18 yaşında ölen genç işçileri ‘18 yaşını doldurmuş’ olarak değerlendiren İSİG Meclisi, şunları ekledi: “Ancak bazı işçiler 18 yaşını doldurmamış ‘çocuk işçi’ de olabilir. Kimlik bilgilerini tam olarak öğrenemediğimiz için çocuk-genç işçi değerlendirmesinde 18 yaşın geçişken bir yaş olduğunu belirtmeliyiz. Bu yüzden infografikte 18 yaşında iş cinayetinden hayatını kaybeden ‘222 genç işçiyi’ ayrı bir yaş grubu olarak kategorize ettik. Tersi bir durum da 25 yaş için olabilir. Bu yaş için tespit ettiğimiz işçilerin bir kısmı 26 yaşında olabilir. Yine yaşını bilmediğimiz ve fotoğrafından bakarak ‘25-30 yaş civarı’ olarak kaydettiğimiz işçi ölümlerini de 25 yaşında olarak kaydettik. Genç kadın işçiler yoğunlukla mevsimlik tarımda, gıda-kimya-tekstil gibi sanayi işkollarında, market-büro-lokanta gibi hizmetlerde, sağlık alanında ve genel işler işkollarında çalışıyordu. Genç işçilerde göçmenlerin ölüm oranı yüzde 10 ile genel iş cinayetlerinin iki katıdır. Ayrıca çocuk işçilerdeki Suriyelilerin dışında başta Afganistan olmak üzere birçok ülkeden gelen göçmen işçi ölümleri vardır. Bu durum Türkiye işçi sınıfının bugün ve geleceğine dair örgütlenmesinde önemli bir duruma işaret etmektedir… Göçmen genç işçi ölümleri mevsimlik tarım, gıda-tekstil-metal gibi sanayi işkolları, inşaat, konaklama ve genel işler işkollarında yoğunlaşıyor.”

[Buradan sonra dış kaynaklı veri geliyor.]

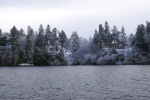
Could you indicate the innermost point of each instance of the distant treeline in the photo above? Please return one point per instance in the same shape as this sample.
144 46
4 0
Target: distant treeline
48 46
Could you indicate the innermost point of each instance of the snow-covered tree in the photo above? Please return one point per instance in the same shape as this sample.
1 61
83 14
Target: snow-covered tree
74 43
40 41
49 37
29 45
123 37
141 41
115 36
14 41
62 38
108 38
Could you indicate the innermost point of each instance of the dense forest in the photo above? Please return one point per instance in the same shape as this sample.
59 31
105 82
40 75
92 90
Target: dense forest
48 46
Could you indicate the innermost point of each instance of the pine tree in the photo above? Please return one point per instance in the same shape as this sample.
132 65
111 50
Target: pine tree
74 43
148 32
49 37
123 37
62 39
115 36
29 45
40 41
14 41
21 32
108 38
141 41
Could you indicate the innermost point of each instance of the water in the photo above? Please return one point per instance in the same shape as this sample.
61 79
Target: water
75 83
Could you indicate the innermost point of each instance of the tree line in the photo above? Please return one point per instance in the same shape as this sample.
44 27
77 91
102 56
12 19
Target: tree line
52 47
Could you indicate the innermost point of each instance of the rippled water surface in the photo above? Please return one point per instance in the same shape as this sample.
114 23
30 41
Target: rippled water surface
75 83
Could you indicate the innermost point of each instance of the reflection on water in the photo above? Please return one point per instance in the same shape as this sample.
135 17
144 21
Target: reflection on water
75 83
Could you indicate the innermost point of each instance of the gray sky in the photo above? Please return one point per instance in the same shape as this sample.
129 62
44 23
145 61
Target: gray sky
82 16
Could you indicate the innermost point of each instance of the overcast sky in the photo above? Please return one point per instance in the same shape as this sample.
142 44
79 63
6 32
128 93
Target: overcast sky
82 16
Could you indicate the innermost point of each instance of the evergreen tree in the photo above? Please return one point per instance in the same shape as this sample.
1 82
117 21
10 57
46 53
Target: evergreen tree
74 43
14 41
141 41
108 38
29 45
62 39
49 37
54 31
0 31
101 35
115 36
123 37
21 32
40 41
148 32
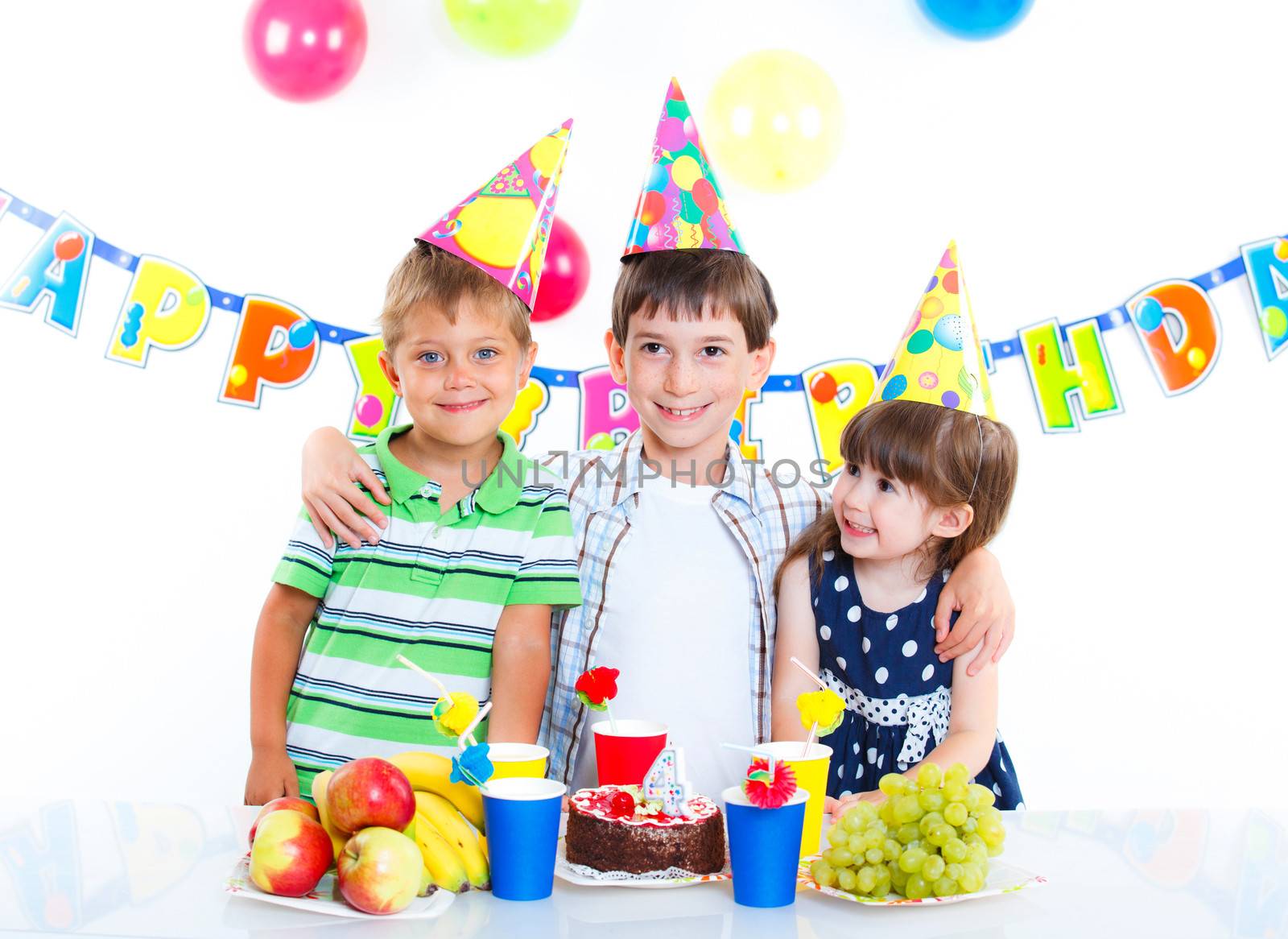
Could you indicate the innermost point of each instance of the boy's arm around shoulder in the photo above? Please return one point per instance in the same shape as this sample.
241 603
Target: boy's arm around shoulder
795 636
978 589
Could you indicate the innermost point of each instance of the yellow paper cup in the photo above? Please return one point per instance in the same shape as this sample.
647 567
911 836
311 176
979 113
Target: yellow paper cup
510 760
811 771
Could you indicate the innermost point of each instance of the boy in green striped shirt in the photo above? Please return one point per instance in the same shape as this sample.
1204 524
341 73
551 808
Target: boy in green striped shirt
464 578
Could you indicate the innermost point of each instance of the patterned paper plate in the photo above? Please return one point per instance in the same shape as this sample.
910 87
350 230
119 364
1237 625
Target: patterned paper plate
1002 879
326 898
568 872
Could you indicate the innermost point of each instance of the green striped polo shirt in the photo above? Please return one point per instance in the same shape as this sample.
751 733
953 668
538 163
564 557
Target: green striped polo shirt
431 589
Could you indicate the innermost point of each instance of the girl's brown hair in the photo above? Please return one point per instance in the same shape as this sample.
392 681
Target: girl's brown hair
937 451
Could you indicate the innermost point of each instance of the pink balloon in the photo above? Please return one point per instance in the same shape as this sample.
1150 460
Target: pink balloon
369 410
670 134
306 49
564 275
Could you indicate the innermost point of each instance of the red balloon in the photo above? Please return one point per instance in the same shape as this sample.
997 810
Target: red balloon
564 275
705 195
306 49
652 205
68 246
822 388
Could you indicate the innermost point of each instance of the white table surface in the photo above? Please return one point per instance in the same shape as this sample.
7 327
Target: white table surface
138 870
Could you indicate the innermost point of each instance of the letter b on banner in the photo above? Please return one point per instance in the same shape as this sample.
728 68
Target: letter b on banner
276 345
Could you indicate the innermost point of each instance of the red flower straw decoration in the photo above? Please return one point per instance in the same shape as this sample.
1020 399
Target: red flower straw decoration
596 688
766 790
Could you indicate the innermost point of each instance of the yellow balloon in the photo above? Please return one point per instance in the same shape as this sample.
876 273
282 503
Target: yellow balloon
495 230
545 155
774 122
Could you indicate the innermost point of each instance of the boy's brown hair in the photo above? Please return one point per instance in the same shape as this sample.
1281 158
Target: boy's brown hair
693 283
937 451
429 275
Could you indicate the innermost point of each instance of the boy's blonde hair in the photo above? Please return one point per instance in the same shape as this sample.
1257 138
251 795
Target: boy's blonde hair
429 275
692 283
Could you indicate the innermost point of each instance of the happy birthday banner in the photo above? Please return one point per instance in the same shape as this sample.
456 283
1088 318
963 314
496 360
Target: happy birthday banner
276 344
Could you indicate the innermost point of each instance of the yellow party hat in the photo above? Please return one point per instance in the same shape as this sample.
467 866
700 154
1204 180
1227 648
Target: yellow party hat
939 360
504 225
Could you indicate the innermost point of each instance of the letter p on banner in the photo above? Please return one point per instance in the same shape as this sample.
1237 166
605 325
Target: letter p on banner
1178 326
276 345
167 307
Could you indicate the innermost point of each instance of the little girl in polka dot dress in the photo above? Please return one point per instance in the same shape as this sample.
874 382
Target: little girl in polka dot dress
923 487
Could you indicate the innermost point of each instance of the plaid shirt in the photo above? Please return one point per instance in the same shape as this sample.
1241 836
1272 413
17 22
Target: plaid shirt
603 494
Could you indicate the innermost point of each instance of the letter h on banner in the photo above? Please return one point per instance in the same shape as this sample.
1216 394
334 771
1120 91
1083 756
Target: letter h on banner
1058 374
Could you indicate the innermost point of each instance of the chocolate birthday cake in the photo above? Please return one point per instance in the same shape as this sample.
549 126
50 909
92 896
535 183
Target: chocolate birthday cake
615 829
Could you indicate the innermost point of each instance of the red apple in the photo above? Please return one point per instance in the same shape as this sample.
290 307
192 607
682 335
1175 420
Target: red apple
291 803
290 854
380 871
370 792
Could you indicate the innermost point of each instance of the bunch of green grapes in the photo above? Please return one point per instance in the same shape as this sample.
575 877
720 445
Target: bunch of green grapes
931 838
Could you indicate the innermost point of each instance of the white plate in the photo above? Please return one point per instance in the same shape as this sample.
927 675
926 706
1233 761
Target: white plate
326 898
564 872
1002 879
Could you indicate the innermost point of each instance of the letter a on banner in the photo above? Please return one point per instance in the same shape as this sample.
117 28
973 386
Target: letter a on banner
276 345
167 307
1058 376
835 392
56 268
1178 326
1266 263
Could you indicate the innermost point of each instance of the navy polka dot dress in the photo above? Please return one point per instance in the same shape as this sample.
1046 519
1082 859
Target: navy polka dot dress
897 692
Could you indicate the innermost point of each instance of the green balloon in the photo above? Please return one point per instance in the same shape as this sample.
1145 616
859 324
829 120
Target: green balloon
920 341
510 27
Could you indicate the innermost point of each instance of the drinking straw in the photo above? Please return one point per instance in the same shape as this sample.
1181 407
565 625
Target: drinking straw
442 688
468 733
813 730
753 751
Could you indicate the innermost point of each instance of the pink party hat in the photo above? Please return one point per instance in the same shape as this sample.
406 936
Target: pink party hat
938 360
504 227
682 204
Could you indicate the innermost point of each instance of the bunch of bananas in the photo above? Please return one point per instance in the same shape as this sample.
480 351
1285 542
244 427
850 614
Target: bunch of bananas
455 854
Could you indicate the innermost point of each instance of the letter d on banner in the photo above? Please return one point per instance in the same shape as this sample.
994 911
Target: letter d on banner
167 307
276 345
835 392
1178 326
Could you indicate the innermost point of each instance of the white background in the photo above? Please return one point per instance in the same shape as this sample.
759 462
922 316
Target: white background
1098 148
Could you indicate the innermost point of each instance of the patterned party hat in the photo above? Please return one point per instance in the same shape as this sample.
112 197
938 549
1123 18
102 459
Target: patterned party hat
504 227
682 204
939 360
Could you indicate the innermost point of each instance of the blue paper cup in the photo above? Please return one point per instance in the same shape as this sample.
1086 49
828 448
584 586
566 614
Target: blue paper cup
764 848
522 818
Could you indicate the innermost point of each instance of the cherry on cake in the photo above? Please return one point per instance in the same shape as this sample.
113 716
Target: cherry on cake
616 829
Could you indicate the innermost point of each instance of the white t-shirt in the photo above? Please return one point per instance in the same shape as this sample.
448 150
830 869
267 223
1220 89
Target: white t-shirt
675 623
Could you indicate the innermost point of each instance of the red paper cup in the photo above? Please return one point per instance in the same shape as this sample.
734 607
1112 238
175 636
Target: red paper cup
624 758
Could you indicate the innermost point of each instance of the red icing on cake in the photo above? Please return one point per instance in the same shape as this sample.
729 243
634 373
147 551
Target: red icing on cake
603 836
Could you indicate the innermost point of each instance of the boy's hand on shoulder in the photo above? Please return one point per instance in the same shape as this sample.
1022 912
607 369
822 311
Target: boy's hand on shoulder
332 468
272 775
987 612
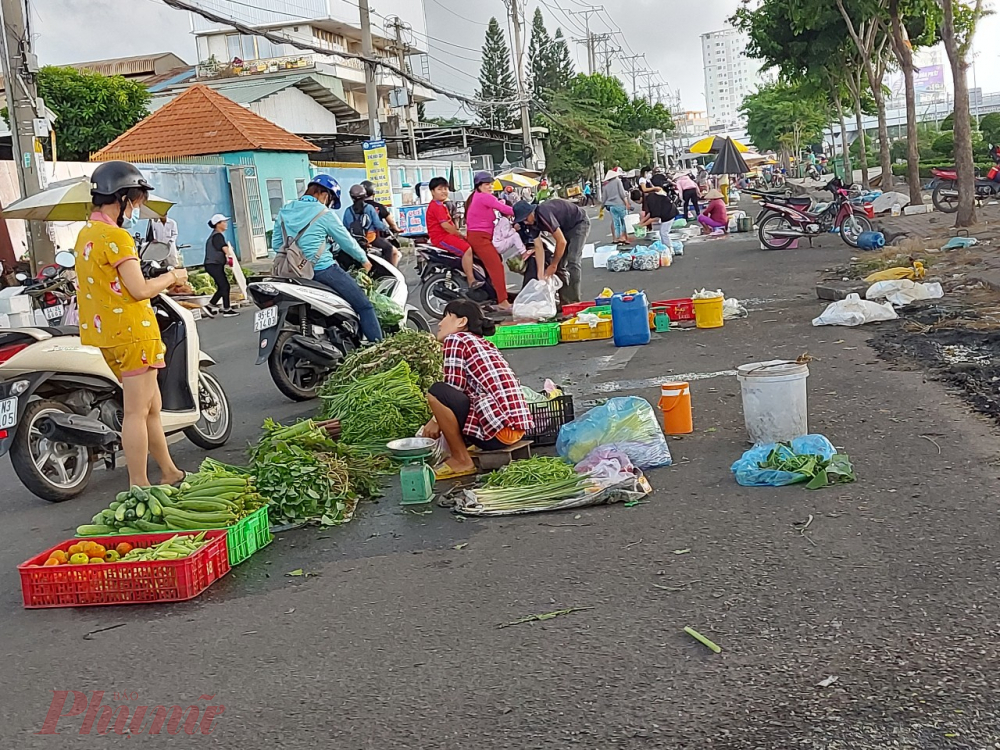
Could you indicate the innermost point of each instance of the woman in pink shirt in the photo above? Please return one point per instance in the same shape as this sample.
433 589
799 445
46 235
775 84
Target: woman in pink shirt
479 223
714 218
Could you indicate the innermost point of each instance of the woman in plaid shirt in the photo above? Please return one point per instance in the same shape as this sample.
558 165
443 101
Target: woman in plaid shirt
480 401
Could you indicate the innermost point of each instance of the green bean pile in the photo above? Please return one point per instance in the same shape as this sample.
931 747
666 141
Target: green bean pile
531 472
378 408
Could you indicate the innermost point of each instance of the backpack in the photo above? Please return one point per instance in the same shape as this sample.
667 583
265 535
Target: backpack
291 262
359 225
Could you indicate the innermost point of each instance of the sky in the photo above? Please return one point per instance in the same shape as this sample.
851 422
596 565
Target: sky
667 31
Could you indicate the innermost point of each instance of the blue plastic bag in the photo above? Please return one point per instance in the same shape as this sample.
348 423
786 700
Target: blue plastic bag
626 423
749 474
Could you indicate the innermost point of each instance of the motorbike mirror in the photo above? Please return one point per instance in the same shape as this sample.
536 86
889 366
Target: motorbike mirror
155 251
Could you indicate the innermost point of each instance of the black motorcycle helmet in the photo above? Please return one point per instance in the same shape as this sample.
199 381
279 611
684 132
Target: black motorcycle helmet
114 176
118 182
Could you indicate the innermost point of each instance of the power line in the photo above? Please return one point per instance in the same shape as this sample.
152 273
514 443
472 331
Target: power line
375 62
468 20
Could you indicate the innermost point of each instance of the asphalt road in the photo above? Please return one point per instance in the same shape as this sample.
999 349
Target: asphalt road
393 638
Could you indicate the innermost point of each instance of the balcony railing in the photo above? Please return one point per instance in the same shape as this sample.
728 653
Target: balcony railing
212 68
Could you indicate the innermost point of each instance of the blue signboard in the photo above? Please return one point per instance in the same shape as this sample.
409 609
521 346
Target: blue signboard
413 220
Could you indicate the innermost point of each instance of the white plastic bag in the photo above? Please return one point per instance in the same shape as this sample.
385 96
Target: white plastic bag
854 311
537 301
901 292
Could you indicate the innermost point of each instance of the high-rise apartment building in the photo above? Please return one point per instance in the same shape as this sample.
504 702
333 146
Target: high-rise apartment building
729 75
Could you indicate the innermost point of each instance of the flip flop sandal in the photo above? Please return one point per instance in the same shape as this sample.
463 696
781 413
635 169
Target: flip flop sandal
446 472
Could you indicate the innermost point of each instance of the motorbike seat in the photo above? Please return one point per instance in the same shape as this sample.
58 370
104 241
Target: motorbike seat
57 331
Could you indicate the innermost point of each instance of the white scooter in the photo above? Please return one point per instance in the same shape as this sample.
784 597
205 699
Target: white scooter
306 329
61 406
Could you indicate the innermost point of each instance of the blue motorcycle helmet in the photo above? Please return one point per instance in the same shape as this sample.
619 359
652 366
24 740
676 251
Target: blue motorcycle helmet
329 184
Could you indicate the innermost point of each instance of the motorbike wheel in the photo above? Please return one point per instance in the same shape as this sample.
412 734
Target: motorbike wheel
52 471
416 322
945 203
432 304
296 379
770 224
215 426
852 227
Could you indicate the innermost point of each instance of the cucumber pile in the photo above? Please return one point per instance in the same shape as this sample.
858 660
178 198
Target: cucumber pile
202 502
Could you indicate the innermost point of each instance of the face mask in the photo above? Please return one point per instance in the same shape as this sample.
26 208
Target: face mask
131 220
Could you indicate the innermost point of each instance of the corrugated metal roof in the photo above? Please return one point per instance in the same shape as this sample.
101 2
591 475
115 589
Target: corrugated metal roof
202 121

Genç işçi ölümlerindeki sendikalılık oranının genel iş cinayetlerinde ölen sendikalıların oranının yarım katı olduğunu öne süren İSİG Meclisi, son olarak, “Bu durum sendikal örgütlenmenin yeni işçileri daha az koruyabildiği tartışmasını da beraberinde getirmektedir. Tabi bir değerlendirme yaparken 27 genç işçinin Soma madeninde hayatını kaybettiğini de hatırlatalım. İstanbul başta olmak üzere İzmir, Konya, Manisa, Ankara, Gaziantep, Adana ve Kocaeli’nde sanayi; yine İstanbul başta olmak üzere Antalya, Ankara, Muğla, Samsun vb. hemen her şehirde inşaat; İzmir, Konya, Manisa, Şanlıurfa başta olmak üzere tarım ve her şehirde hizmetler işkolunda genç işçiler hayatlarını kaybetmektedir. Diğer yandan çalışmak için başka bir şehre göç eden genç işçiler ise tespit edebildiğimiz kadarıyla başta şu şehirlerden gelmektedir: Van, Diyarbakır, Elazığ, Erzurum, Ordu, Kars, Ağrı, Mardin, Şanlıurfa, Batman, Çorum, Samsun ve Tokat…” sözlerine dikkat çekti.